Support additional Number types (like Percentage)
I was experimenting with adding a wrapper around Doubles for percentages, since that's something many other table solutions support.
Something like this works for basic usage:
data class Percentage(val value: Double, val noDecimals: Int = 2) : Number(), Comparable<Percentage> {
override fun toByte(): Byte = value.toInt().toByte()
override fun toDouble(): Double = value
override fun toFloat(): Float = value.toFloat()
override fun toInt(): Int = value.toInt()
override fun toLong(): Long = value.toLong()
override fun toShort(): Short = value.toInt().toShort()
override fun compareTo(other: Percentage): Int = value.compareTo(other.value)
override fun toChar(): Char = value.toInt().toChar()
private fun Double.roundToNoDecimals(noDecimals: Int): Double =
round(this * 10.0.pow(noDecimals)) / 10.0.pow(noDecimals)
override fun toString(): String {
val percentage = value * 100.0
val double =
if (noDecimals <= 0) {
round(percentage).toLong()
} else {
percentage.roundToNoDecimals(noDecimals)
}
return "$double%"
}
}
fun Number.toPercentage(noDecimals: Int = 2): Percentage = Percentage(this.toDouble(), noDecimals)
However, since this is a Number, I was under the impression we supported converting it (among other things) right out of the gate. Unfortunately I was wrong:
To fully support any new Number implementation, we need:
- Decide on a "default" number type to convert unknowns to. I suggest
Double. - filled in
Numberin impl/convert.kt::createConverter - Check statistics for
Numbercases: https://github.com/Kotlin/dataframe/issues/558 - Column Arithmatics for
Numbercolumns
Hi @zaleslaw, @Jolanrensen I'd love to work on this issue! I've just completed a Kotlin module at university and am keen to contribute to real world projects.
I understand this involves extending support across converters, statistics, and arithmetic operations. This sounds like the perfect first open source kotlin issue!

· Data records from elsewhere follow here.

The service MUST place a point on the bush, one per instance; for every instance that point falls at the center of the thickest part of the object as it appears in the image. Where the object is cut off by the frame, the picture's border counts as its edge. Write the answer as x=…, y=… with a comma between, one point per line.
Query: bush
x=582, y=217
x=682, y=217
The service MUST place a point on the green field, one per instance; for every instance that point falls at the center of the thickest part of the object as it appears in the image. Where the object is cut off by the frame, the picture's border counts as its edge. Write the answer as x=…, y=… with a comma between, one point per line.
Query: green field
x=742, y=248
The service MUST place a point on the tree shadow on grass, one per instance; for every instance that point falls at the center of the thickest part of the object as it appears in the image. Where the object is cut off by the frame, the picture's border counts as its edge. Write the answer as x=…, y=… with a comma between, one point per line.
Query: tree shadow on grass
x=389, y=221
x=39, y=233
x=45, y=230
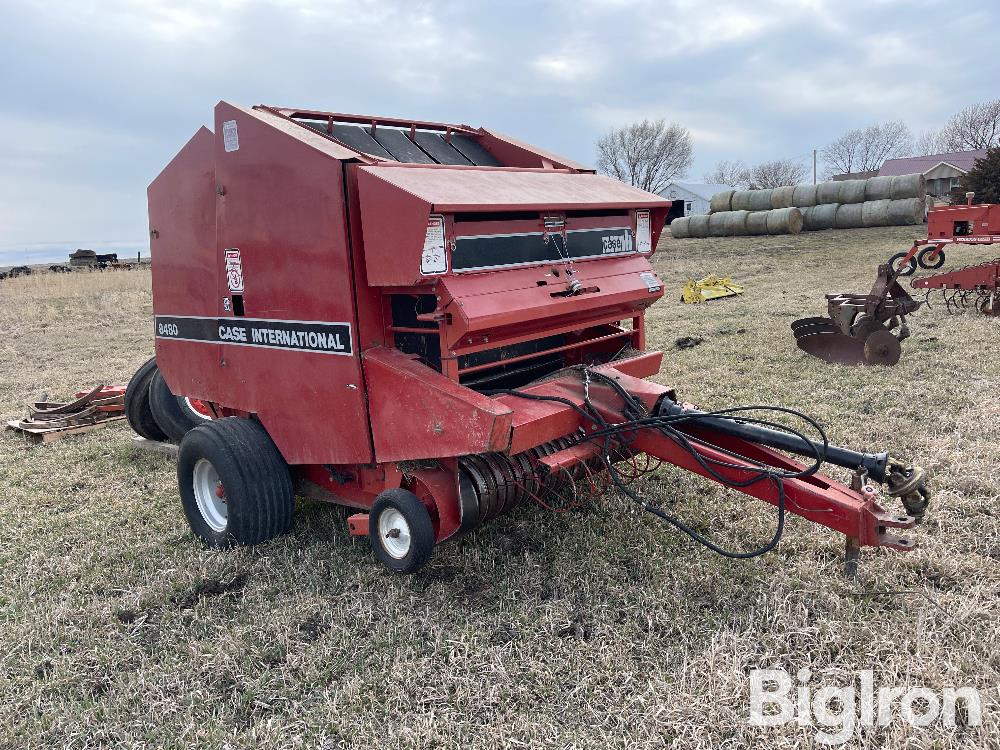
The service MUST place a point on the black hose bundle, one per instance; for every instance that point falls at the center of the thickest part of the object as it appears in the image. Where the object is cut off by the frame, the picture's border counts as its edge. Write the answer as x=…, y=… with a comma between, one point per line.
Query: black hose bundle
x=636, y=418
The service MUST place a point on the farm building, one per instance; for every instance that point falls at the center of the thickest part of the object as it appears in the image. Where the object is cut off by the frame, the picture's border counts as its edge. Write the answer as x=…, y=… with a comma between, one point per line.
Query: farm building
x=690, y=198
x=85, y=258
x=943, y=171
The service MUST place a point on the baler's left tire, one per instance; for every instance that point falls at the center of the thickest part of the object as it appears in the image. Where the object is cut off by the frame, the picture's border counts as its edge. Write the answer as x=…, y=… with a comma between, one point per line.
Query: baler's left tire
x=401, y=531
x=138, y=410
x=171, y=412
x=234, y=484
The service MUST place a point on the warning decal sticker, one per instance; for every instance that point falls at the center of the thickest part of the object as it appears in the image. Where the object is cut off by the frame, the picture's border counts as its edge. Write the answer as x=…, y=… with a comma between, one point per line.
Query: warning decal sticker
x=649, y=279
x=295, y=335
x=433, y=259
x=234, y=270
x=230, y=136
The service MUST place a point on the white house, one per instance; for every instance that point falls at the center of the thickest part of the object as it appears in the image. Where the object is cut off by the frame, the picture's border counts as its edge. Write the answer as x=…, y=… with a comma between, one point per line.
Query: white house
x=943, y=171
x=690, y=198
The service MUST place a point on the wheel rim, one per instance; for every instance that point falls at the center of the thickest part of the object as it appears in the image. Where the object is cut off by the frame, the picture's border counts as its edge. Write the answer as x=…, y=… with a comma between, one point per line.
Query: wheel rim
x=210, y=495
x=394, y=533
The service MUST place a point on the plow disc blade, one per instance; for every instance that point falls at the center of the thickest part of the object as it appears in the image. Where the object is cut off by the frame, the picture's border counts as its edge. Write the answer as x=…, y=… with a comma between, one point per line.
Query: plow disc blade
x=831, y=346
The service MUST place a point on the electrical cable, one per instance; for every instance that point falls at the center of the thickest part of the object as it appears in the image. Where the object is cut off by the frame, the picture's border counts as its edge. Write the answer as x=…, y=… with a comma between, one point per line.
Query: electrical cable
x=637, y=418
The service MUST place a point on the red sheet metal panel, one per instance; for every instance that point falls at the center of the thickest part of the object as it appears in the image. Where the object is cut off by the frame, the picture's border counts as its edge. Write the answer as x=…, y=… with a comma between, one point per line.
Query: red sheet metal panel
x=419, y=413
x=185, y=271
x=491, y=302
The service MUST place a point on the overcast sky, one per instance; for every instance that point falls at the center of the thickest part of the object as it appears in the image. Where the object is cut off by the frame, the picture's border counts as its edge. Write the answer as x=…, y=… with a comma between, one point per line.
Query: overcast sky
x=98, y=96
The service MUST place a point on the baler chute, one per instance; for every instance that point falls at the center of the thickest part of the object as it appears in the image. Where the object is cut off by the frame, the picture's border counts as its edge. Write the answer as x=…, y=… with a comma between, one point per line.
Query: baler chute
x=433, y=323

Would you be able to assign this to me? I'm happy to start with a basic implementation and get feedback before tackling all the integration points.
Thanks! Emmanuel
Hi @AnosVoldygod! Thanks for your enthousiasm :) However, a lot has happened since I created this issue more than a year ago. We did a complete overhaul of statistics, limiting them to just primitive types (with Double as the most complex type), unification of numbers inside statistics and when reading from JSON.
Not only that, but we're in the process of releasing DataFrame 1.0 now. This means we're looking more into stabilizing, and removing stuff (like column arithmetics), rather than adding it. We're currently at beta2, which insinuates we're on a feature freeze until the eventual release. We can fix bugs and other essential stuff, but the API should stay the same.
Of course, I won't stop you from making a draft implementation :) you're more than welcome, however, if you want to have a more direct impact, I might advise to look at other "good first issues" like https://github.com/Kotlin/dataframe/issues/1098, https://github.com/Kotlin/dataframe/issues/890, https://github.com/Kotlin/dataframe/issues/1129, or https://github.com/Kotlin/dataframe/issues/1006 (I just went over our issues to mark a few as such. Actually, I would not consider this particular issue a "good first issue" at all). These might be small enough to be merged before the 1.0 release. That said, if you want to use DataFrame in your own project and you have a need for percentage numbers, of course you can do that too :) Just don't expect it to be merged until 1.1.
Let us know if we can assist you in anything and what to assign to you :) We also have a contribution guide if you're curious.
Hi @Jolanrensen , Thanks for the quick and detailed response! I'll admit, I had to spend more time than I'd like Googling and researching what you said, but I see where you are coming from! It makes sense that the architecture you've implemented (primitive data types) is not compatible with how this feature would work (wrapper object) and allowing this would likely open you up to more unpredictable errors. From my experience with engineering I think this is a great approach, 1.0 should be the baseline and most robust version for you to build on, so sacrificing a feature for stability is a great move!
Thanks for the contribution recommendations! I'd love to work on them! I'll comment on them, but I'm definitely keen to start with #1006: Parse String to UUID, and then work my way up to the more complex ones like #1129 and #890!